Fernando Soares, apontado como operador do PMDB no esquema da Diretoria Internacional da Petrobras, deixou de ser monitorado pela Polícia Federal no final do mês passado. A partir do dia 18 de novembro de 2017, como previsto no acordo, Soares vai cumprir um ano em regime aberto diferenciado, de restrição domiciliar, sem tornozeleira eletrônica, no período noturno. Ele também deverá prestar serviços à comunidade por seis meses, durante oito horas semanais.

Soares foi condenado por Moro a 22 anos, um mês e dez dias de prisão em dois processos da Lava Jato. Além disso, teve um terceiro processo suspenso depois de firmar o acordo com o Ministério Público Federal.

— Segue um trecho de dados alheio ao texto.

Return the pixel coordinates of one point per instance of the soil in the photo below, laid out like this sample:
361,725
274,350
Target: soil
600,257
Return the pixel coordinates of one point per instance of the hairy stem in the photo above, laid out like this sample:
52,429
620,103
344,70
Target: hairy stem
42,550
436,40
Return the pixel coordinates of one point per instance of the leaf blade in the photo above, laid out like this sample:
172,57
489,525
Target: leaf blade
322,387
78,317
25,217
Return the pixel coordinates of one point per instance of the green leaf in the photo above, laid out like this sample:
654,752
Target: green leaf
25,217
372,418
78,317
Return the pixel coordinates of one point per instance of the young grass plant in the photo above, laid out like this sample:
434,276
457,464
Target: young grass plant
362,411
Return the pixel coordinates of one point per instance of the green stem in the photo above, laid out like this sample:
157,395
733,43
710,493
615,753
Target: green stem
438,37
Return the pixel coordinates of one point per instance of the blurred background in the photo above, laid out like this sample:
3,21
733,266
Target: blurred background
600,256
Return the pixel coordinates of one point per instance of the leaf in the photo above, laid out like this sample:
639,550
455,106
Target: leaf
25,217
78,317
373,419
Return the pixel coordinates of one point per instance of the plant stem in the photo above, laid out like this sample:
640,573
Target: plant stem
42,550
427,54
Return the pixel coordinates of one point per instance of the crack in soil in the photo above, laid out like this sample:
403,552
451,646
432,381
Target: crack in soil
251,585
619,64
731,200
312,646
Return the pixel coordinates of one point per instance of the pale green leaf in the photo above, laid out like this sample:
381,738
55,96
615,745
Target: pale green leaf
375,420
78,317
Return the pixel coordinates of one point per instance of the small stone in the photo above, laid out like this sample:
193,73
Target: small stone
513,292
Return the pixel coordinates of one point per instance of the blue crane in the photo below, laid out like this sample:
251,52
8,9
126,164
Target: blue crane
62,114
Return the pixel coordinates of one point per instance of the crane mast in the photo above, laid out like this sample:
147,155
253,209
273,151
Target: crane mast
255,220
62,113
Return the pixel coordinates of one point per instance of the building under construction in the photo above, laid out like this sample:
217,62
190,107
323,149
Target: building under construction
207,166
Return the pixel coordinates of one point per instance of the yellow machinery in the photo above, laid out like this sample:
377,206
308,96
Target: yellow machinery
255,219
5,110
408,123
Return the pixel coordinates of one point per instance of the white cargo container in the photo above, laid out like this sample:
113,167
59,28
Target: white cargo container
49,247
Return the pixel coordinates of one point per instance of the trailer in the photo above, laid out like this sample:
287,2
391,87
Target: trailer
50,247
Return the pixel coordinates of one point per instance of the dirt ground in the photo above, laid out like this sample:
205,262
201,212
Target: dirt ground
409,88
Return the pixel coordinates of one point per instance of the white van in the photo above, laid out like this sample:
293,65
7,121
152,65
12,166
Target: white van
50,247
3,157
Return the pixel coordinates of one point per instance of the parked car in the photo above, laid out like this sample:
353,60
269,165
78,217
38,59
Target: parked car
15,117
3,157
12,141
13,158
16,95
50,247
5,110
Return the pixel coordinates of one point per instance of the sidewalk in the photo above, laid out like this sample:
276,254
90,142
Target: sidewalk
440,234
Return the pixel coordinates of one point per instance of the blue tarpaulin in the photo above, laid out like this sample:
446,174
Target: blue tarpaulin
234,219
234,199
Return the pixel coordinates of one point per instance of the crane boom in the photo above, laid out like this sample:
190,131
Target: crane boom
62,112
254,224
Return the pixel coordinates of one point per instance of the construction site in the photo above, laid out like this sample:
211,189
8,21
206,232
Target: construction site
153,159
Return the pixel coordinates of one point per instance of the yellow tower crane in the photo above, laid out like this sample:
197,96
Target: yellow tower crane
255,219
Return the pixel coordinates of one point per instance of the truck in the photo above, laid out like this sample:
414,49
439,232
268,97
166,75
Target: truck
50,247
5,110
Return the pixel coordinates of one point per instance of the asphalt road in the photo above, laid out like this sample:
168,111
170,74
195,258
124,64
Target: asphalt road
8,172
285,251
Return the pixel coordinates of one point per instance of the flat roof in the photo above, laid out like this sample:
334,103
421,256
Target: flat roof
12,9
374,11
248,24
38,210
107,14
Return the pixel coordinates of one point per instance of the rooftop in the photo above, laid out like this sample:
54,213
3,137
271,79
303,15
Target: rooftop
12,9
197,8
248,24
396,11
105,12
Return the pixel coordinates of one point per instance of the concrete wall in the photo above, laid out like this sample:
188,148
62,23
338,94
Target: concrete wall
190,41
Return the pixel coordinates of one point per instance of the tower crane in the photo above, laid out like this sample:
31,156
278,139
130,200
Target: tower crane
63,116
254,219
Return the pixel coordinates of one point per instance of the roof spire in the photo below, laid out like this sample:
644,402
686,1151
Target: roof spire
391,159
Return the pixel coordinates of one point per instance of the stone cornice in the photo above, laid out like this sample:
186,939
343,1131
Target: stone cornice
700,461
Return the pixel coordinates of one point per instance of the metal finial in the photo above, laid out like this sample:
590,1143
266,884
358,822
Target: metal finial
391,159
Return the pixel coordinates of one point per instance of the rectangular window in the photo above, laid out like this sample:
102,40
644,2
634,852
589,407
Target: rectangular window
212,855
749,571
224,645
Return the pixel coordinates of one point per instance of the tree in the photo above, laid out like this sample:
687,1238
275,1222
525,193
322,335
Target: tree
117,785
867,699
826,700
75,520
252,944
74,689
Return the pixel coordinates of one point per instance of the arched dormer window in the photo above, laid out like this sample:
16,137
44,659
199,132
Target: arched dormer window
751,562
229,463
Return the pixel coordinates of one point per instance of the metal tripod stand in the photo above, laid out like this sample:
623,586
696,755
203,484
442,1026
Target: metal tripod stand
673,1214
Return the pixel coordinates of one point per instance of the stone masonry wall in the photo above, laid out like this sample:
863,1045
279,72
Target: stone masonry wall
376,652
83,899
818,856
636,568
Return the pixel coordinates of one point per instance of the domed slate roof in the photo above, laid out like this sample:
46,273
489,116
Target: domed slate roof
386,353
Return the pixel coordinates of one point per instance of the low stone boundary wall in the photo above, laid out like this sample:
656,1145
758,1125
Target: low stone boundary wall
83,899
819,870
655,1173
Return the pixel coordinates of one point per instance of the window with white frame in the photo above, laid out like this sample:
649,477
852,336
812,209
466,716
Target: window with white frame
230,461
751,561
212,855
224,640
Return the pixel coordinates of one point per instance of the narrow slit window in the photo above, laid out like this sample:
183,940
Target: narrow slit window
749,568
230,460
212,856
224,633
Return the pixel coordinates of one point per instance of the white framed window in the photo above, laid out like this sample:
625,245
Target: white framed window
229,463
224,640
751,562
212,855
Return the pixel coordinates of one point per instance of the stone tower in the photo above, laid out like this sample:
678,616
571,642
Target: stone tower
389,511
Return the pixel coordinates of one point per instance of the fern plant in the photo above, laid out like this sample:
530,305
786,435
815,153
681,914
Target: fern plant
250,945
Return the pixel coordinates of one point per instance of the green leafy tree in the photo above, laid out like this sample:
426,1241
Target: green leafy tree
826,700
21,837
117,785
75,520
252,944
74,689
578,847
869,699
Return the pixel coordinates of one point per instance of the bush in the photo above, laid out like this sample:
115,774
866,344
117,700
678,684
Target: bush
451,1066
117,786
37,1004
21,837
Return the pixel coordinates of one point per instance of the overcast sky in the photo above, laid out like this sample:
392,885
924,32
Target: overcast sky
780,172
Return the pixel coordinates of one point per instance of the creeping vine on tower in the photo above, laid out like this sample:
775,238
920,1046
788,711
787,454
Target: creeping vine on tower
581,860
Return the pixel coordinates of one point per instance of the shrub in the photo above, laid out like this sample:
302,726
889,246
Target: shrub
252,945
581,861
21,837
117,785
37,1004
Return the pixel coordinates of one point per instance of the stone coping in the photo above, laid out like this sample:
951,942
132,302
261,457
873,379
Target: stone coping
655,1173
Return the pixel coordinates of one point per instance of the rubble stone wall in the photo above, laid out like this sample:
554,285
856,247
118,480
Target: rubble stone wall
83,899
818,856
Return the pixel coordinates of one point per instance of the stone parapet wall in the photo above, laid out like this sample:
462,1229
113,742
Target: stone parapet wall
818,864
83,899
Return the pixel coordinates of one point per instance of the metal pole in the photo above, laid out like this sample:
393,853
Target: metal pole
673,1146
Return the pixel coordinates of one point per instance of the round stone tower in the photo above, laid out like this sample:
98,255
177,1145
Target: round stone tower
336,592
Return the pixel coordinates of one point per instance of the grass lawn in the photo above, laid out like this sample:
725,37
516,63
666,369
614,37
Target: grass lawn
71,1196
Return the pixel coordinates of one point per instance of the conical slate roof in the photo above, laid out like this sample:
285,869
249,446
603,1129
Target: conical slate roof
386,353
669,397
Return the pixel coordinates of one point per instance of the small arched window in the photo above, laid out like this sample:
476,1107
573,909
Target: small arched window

O ex-diretor da área internacional da Petrobras, Nestor Cerveró, também vai mudar o regime de prisão antes das festas de final de ano. O ex-diretor já está preso em casa, com tornozeleira eletrônica, e a partir do dia 24 de dezembro vai poder sair de casa entre às 10 horas e às 20 horas e se deslocar entre o Rio de Janeiro e Petrópolis, na região metropolitana, onde atualmente vive. O regime deve durar mais um ano.

Somadas, as condenações de Cerveró na Lava Jato chegariam a 22 anos, 11 meses e 10 dias de prisão, caso o ex-diretor não tivesse feito acordo.

Já o doleiro Alberto Youssef, que deixou a carceragem da PF em novembro do ano passado, vai passar seu primeiro natal livre. Youssef já terminou de cumprir a pena acertada em seu acordo de colaboração premiada, de três anos de prisão, e está livre desde março desse ano.

Somadas, as penas de Youssef na Lava Jato chegariam a 122 anos e dois meses de prisão. Ele foi condenado por Moro em nove processos e absolvido em outros três. Em três processos, ainda, Moro deixou de condenar ou suspendeu a pena do doleiro por causa do acordo de colaboração.